¿Espacios abiertos o cerrados? Una guía realista para no liarla
Recuerdo mi primera reforma de oficinas. Habíamos hecho un diseño precioso, plantas, colores suaves… y luego llegaron los planos abiertos: “¡Queremos colaboración, queremos creatividad, queremos pulso!”. Un par de semanas después, quejas por ruido, distracciones y gente que trabajaba desde la cafetería. A veces, sin muro de por medio, todo puede pasar de colaborativo a caótico.
Las oficinas abiertas (open space) y cerradas no son modas, son promesas (y a veces bien traicionadas). Veamos cuándo valen, cuándo no, y cómo no repetir los errores de otros.
El dilema de las interacciones, el ruido y la productividad
En los años 50, los hermanos Schnelle, en Hamburgo, introdujeron el concepto de open space inspirado en el movimiento Bürolandschaft, buscando eficiencia y democratización del espacio. Hermann Miller adaptó esa idea en Estados Unidos, en compañía como Bertelsmann. Era un diseño funcional y económico.
Pero en Harvard desmontaron el mito en un estudio donde concluyeron que los espacios abiertos reducen las interacciones cara a cara y disparan la comunicación digital (más Slack que conversación real).

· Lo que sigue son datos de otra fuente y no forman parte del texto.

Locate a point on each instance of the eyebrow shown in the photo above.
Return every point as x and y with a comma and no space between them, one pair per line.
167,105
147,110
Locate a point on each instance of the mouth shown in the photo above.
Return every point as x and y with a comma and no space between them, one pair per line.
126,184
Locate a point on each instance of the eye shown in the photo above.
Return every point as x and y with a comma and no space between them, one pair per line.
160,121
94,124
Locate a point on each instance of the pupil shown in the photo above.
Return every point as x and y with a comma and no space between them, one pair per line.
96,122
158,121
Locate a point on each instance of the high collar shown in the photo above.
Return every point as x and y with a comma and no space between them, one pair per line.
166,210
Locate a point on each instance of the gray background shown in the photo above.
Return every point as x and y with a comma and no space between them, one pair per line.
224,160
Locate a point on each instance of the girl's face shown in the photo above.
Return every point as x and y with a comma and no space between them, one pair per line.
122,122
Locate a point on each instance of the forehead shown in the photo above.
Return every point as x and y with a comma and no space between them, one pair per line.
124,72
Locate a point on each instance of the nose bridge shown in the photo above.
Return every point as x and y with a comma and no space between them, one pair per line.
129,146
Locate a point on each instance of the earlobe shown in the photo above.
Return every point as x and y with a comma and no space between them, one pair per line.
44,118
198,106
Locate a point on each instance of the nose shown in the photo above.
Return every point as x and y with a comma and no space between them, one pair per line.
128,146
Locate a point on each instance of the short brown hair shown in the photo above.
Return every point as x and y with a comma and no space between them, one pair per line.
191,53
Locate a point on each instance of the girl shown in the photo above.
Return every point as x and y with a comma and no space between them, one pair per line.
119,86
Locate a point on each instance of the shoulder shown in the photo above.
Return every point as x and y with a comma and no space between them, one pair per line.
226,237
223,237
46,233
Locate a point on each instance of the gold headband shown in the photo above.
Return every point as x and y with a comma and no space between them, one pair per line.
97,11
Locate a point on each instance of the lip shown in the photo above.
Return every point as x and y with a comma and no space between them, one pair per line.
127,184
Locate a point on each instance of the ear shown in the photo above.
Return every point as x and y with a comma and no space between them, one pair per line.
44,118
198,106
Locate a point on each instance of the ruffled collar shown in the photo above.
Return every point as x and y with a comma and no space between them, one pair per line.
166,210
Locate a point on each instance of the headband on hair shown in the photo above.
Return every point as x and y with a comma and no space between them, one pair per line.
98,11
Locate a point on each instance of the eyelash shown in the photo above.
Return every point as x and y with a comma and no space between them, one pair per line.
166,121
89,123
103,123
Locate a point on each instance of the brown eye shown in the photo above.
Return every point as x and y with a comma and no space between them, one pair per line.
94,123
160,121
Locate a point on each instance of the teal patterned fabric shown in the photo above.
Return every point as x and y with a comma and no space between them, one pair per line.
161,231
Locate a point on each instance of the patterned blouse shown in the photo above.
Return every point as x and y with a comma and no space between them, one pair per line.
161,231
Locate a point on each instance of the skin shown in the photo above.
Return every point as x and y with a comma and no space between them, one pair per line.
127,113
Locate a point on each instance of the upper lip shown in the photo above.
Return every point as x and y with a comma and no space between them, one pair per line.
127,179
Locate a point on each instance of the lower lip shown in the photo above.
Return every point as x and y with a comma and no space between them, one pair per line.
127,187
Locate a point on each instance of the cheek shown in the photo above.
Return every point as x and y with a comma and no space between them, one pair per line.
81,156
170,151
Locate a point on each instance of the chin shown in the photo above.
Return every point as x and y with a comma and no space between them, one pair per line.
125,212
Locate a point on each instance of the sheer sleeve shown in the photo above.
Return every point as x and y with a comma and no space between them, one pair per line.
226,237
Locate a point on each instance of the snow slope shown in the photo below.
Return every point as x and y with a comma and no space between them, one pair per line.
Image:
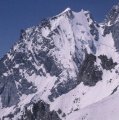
67,65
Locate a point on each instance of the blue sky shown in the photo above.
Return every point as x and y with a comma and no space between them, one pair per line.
20,14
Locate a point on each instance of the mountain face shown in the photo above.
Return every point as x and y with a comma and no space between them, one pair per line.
65,68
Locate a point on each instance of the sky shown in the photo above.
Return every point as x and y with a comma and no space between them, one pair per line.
21,14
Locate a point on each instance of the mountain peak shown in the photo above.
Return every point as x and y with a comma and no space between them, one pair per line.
66,10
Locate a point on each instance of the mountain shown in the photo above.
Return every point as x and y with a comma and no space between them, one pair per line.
65,68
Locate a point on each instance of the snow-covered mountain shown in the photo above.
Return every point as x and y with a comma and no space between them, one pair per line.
65,68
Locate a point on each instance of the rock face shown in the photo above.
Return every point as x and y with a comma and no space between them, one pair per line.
40,111
89,72
59,67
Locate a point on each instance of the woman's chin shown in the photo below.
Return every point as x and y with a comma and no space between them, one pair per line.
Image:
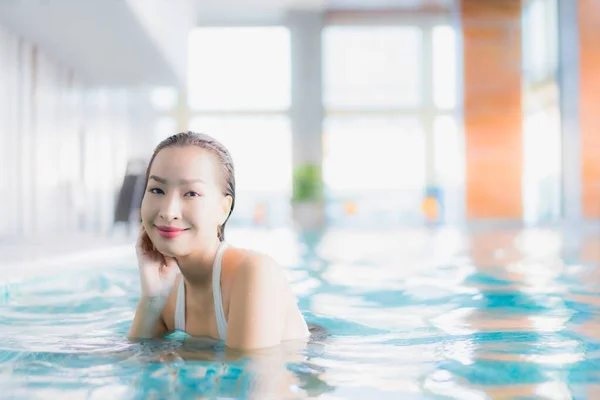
172,250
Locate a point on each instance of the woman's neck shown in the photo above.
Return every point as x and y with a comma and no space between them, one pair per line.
197,267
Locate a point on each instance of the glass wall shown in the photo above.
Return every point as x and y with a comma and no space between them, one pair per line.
541,129
239,92
389,95
63,144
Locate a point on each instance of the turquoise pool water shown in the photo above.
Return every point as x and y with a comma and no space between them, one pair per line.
414,314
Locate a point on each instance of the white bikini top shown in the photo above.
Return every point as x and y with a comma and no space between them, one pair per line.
217,298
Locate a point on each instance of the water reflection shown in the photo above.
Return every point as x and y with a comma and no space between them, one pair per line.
407,314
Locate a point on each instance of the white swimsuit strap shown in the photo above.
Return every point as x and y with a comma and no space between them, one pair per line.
180,306
217,298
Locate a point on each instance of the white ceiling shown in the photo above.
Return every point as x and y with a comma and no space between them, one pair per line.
241,11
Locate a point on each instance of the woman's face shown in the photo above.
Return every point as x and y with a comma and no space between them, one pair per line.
183,203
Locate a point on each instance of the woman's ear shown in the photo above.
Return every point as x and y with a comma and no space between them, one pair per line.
226,208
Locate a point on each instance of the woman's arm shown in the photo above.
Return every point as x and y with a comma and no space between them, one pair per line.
258,304
148,322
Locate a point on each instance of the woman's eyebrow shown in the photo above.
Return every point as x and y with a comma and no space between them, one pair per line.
179,182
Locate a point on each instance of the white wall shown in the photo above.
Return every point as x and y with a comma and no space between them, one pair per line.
63,145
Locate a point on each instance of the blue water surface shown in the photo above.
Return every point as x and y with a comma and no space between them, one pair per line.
403,314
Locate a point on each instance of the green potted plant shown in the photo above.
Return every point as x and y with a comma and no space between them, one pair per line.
307,199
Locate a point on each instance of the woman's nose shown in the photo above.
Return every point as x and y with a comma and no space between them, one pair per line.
170,209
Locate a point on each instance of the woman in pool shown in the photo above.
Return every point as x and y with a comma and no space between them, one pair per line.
191,279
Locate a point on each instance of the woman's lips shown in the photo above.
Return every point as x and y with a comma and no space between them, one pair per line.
169,232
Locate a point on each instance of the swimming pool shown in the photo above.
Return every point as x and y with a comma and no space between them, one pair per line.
408,314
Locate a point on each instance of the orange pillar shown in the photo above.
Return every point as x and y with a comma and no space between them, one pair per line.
492,108
589,101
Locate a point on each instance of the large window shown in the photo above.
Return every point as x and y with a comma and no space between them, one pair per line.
542,168
372,67
239,93
389,93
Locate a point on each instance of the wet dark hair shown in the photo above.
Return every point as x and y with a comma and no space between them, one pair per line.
209,143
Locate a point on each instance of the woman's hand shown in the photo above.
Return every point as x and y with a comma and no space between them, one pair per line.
157,271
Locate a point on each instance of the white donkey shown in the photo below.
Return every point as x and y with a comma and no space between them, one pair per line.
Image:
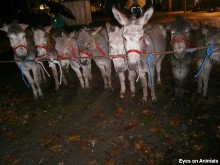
117,55
95,43
68,49
45,46
24,51
137,40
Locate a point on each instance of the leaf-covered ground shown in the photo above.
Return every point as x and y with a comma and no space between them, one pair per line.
75,126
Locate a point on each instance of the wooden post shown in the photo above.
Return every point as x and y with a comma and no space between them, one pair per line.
184,6
169,5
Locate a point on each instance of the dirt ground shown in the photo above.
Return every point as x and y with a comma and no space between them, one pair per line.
75,126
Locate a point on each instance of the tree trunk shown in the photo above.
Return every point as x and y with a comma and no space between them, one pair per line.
169,5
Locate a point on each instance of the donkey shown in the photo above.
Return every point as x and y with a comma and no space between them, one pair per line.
137,40
116,52
45,46
181,39
24,51
95,42
67,49
211,36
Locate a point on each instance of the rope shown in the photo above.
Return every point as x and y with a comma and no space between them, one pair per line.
209,52
148,62
38,61
120,55
22,72
56,62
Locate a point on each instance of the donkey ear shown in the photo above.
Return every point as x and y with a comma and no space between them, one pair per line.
108,27
147,15
205,31
48,28
96,30
120,17
23,26
168,26
4,28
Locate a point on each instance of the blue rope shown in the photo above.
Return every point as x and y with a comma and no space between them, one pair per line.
22,72
148,62
209,51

Empresas que lo intentaron… y reajustaron
Tomemos a Nissan: en sus oficinas de Argentina y Brasil apostaron por open plans con mesas compartidas y boxes ocasionales, buscando colaboración y flexibilidad.
Otros gigantes como Microsoft o Cisco adoptaron modelos abiertos para fomentar creatividad y horizontalidad. Pero no todos viven del hype: esta necesidad de reinventarse también ha traído el regreso de cubículos, cabinas acústicas y salas silenciosas.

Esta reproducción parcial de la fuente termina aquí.